# Suche 1440p Gaming Monitor mit 144hz und low input lag (27')



## SchniSchnaSchnappi (2. April 2020)

Hallo alle zusammen, hoffe Ihr seid alle gesund.

Bin momentan auf der Suche nach einem Monitor mit ca. 27 Zoll und 144Hz und einem möglichst geringen Input Lag, da ich einige Shooter spiele.
Preislich sollte er wennmöglich nicht 400-450€ überschreiten. Momentan habe ich auf dem Radar: den MSI Optix MAG271CQR und den ASUS TUF Gaming VG27WQ. 
Derzeit besitze ich einen Samsung U28E690D der nur 60hz besitzt.




Grüße SchniSchnaSchnappi


----------



## PCGH_Manu (2. April 2020)

Ich würde da eher den Asus VG27AQ empfehlen, weil er mit IPS-Panel viel weniger Schlieren hat als das VA-Panel des WQ. Außerdem hat der AQ einen unerreicht niedrigen Input Lag unter einem Frame.


----------



## SchniSchnaSchnappi (2. April 2020)

PCGH_Manu schrieb:


> Ich würde da eher den Asus VG27AQ empfehlen, weil er mit IPS-Panel viel weniger Schlieren hat als das VA-Panel des WQ. Außerdem hat der AQ einen unerreicht niedrigen Input Lag unter einem Frame.



Vielen Dank Manu!
Mir ist gerade aufgefallen, dass es auch noch einen Asus VG27BQ gibt, unterscheiden sich diese drei Modelle nur durch verschiedene Panels?
Zudem frage ich mich auch ob man am Asus VG27AQ (oder einem der anderen Asus Modellen) der einen DP 1.2 Anschluss besitzt auch HDR Inhalte übertragen kann.
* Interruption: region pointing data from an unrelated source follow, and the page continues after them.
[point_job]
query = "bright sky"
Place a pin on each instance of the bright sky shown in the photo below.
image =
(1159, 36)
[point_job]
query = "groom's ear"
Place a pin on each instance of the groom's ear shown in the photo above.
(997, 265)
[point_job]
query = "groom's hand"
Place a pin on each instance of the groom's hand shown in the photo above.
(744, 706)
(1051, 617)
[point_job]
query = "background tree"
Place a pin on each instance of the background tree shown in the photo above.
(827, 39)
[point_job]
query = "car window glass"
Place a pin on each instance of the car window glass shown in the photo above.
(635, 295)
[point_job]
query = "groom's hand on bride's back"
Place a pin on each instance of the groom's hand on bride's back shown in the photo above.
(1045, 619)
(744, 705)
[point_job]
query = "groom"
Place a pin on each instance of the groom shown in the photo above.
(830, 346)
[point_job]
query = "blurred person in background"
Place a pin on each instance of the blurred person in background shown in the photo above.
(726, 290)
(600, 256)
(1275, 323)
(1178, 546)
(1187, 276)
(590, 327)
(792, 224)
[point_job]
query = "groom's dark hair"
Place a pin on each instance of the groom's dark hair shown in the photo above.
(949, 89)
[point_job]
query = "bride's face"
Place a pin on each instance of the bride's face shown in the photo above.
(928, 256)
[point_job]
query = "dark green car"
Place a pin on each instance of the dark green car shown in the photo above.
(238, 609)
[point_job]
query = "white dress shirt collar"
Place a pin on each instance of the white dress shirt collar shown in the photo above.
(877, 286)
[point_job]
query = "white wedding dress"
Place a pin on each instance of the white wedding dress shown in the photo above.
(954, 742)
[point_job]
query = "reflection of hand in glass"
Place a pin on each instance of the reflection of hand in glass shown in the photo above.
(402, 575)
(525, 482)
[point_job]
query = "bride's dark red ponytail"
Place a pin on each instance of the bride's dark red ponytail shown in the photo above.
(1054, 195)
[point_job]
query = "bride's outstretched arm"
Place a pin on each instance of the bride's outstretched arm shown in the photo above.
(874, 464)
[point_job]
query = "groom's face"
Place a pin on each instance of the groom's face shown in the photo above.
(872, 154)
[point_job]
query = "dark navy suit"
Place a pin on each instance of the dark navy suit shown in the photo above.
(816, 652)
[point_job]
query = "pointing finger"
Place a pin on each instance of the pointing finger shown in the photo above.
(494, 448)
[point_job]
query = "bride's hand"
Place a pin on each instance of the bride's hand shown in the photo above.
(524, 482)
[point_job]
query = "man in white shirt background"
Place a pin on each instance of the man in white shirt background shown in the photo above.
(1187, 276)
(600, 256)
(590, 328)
Geht dies nicht erst ab DP 1.4, wäre ich somit nicht in der Lage HDR Inhalte in Spielen oder Filmen etc. zu nutzen per DP-Kabel?

Grüße


----------



## PCGH_Manu (2. April 2020)

Das 400er HDR kannst du vergessen. Davon abgesehen, geht das auch per DP 1.2. Und ja, der VG27BQ hat ein TN-Panel. Halte den AQ trotzdem für den besten der drei.


----------



## SchniSchnaSchnappi (2. April 2020)

PCGH_Manu schrieb:


> Das 400er HDR kannst du vergessen. Davon abgesehen, geht das auch per DP 1.2. Und ja, der VG27BQ hat ein TN-Panel. Halte den AQ trotzdem für den besten der drei.



Ok Danke nochmals 

Was hälst du vom erwähnten MSI Optix MAG271CQR? Curved Monitore reizen mich derzeit schon und dieses MSI Modell scheint günstig (350€) und evt. preiswert zu sein oder? Hast du Alternativ noch Empfehlungen für 1440p 144hz Curved Monitore mit kurzem input lag unter 500€?

Grüße


----------



## Alucard164 (2. April 2020)

da bedanke ich mich beim Schnappi mal weil ich dadurch keinen eigenen Beitrag schreiben muss 

da ich zurzeit noch auf 24" 1080p FHD 60hz unterwegs bin und eher Allround-User bin, ist die Auswahl nochmal schwerer...
Curved wäre nice, aber bei einem Sitzabstand von 80-90cm


----------



## SchniSchnaSchnappi (2. April 2020)

Alucard164 schrieb:


> da bedanke ich mich beim Schnappi mal weil ich dadurch keinen eigenen Beitrag schreiben muss
> 
> da ich zurzeit noch auf 24" 1080p FHD 60hz unterwegs bin und eher Allround-User bin, ist die Auswahl nochmal schwerer...
> Curved wäre nice, aber bei einem Sitzabstand von 80-90cm



Haha das passt ja perfekt  
Momentan habe ich folgende Curved Modelle auf dem Schirm (alle VA Panels und 27 Zoll): 
- MSI Optix MAG271CQR (350€)
- GigaByte Aorus CV27Q (470€)
- AOC Agon AG273QCX (430€)

Die PCGH Testnoten aller Modelle sind zwischen 1,65 und 1,81


----------



## JoM79 (2. April 2020)

Sind halt alles VA, wenn du mit deren Eigenheiten klar kommst, dann nehmen die sich nicht viel.


----------



## SchniSchnaSchnappi (3. April 2020)

Wird wahrscheinlich der MSI 27" Monitor Optix MAG272CQR, eine neuere Version des MSI Optix MAG271CQR, mit 165Hz statts 144 und einer Stärkeren Krümmung von 1500R, als auch bessere Farbdarstellung


----------



## JoM79 (3. April 2020)

Bessere Farbdarstellung?
Aber nicht durch Marketing HDR Ready, oder?


----------



## Alucard164 (3. April 2020)

Manu hat eigentlich völlig recht...

der Asus bietet technisch alles was nötig ist.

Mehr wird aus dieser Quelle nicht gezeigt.